Monday, May 20, 2013

Mud


Jeff Nichols’ Mud is a very traditional boys’ story. The young boy who encounters a mysterious dangerous adult recalls figures as diverse as Magwitch and Long John Silver. The friendship between the two 14-year-olds who freely explore the Arkansas swamp evoke Huck and Tom. Typically, the self-reliant boys can seem more mature than the rascally men. 
In fact the film parallels several forms of male relationbship. Young Ellis (Tye Sheridan) and Neckbone (Jacob Lofland) are two very distinct characters, with an obviously close bond.
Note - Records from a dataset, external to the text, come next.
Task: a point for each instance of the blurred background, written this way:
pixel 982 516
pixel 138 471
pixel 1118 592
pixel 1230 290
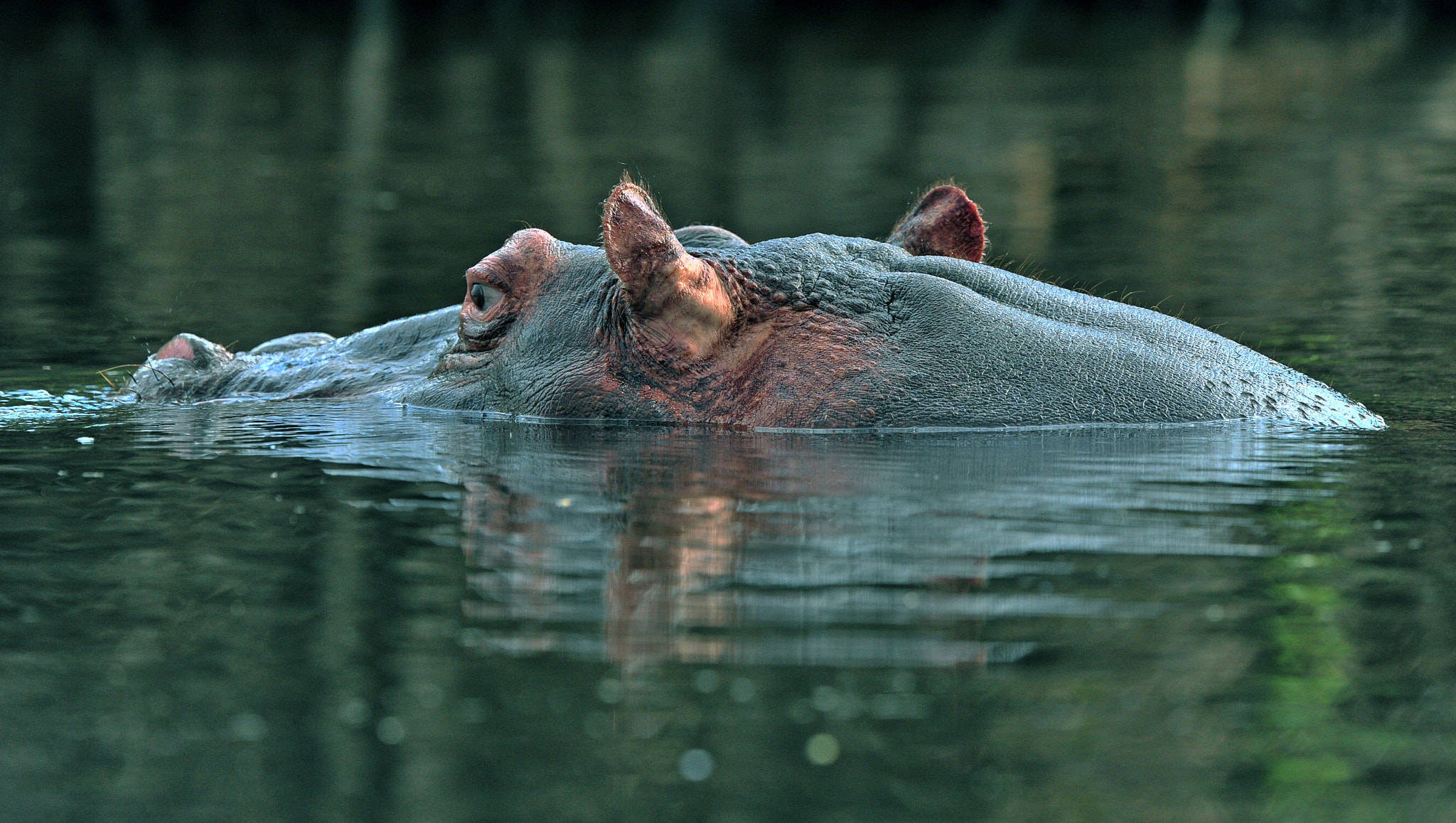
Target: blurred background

Tom Blankenship (Sam Shepard) was a surrogate father to Mud (Matthew McConaughey) but their close friendship is resurrected once Mud finally gives up on Juniper (Reese Witherspoon), his unfaithful passion. 
Domestically, Neckbone is raised by his laddish uncle Galen (Michael Shannon). Ellis grows closer to his taciturn father Senior (Ray McKinnon) when his mother Mary Lee (Sarah Paulson) decides to leave the ramshackle waterboat she grew up in and move up to town. The dark side of male bonding is the vigilante gang that King (Joe Don Baker) hires to kill Mud, to avenge the murder of his son. He loses his other son in the process. In contrast, Mud and Tom sail off into the unlimited sea at the end.
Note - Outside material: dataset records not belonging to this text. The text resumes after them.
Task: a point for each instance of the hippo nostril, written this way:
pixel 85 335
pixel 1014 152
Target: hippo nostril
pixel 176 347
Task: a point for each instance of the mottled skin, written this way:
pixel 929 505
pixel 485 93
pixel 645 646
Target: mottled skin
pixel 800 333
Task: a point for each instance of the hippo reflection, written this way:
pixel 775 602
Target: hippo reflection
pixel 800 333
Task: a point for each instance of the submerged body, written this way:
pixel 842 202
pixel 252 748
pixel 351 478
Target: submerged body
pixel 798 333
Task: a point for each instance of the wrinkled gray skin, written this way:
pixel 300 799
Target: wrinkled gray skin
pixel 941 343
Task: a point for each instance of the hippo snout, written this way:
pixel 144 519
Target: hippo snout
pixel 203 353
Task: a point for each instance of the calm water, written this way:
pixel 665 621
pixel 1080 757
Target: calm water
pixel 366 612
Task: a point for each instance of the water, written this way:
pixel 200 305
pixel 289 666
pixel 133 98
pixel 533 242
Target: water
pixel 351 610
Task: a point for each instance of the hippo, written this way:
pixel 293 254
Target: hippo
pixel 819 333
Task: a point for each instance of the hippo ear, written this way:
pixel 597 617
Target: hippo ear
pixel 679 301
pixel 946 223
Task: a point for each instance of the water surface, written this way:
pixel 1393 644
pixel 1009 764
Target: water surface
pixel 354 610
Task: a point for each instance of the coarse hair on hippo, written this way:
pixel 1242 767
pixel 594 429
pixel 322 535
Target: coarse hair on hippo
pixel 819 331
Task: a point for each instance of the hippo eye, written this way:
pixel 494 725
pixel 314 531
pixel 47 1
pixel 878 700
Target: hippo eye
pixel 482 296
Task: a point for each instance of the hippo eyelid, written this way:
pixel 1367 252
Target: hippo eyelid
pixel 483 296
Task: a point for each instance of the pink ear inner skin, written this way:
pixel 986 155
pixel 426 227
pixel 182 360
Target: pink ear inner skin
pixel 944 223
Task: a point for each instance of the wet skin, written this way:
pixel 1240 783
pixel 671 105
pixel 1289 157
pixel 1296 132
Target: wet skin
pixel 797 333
The film’s central symbol is the old boat stranded high in a tree. It begins as an image of something out of its element, something left high and dry, stranded. That’s how Mud feels from Juniper’s betrayals (a juniper is a tree and he’s stuck in the mud below, until he sails off with Blankenship) and how Ellis feels from his capricious treatment by his first “girlfriend,” the slightly older May Pearl (Bonnie Sturdivant), whose name evokes both freshness and the treasures for which Galen dives to the deep oyster beds. This film is not very casual with its metaphors. 
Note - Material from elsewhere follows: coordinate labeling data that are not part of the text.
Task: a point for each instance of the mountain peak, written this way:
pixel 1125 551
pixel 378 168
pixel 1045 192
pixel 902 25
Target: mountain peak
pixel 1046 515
The film has a captivating sense of place, especially in the young boys’ carefree and confident exploration their neighborhood waters. They’re in their element, so they’re able to help find what Mud needs when he’s stranded on the island. (His name suggests a meld of their water and his island of earth.) 
As Ellis in particular moves out of his boy’s world into the man’s -- i.e., meets girls and becomes interested in love, enough to serve Mud’s and Juniper’s  -- he loses that confidence and control (like the treed boat). Like Mud, his first jealousy prompts him to punch his rivals. He may be tempted to give up on love. He witnesses Galen’s frustrated girlfriend’s revolt, his father’s insensitivity to Mary Lee, and is disillusioned by Juniper’s infidelity. Fortunately  Mud teaches him -- by words if not example -- not to lose faith in women or in love. The film closes on Ellis confidently smiling at the girl in the new neighborhood. The river rat has moved into the townies’ territory but Ellis’s recent experience has prepared him to succeed. His new t-shirt matches the colours and lines of his tenement bricks. He’s moved into a new world but he’s no longer a fish out of water, or a boat in a tree. Like that boat, a good man suffer his heartbreak but will plunge back into the swim of things.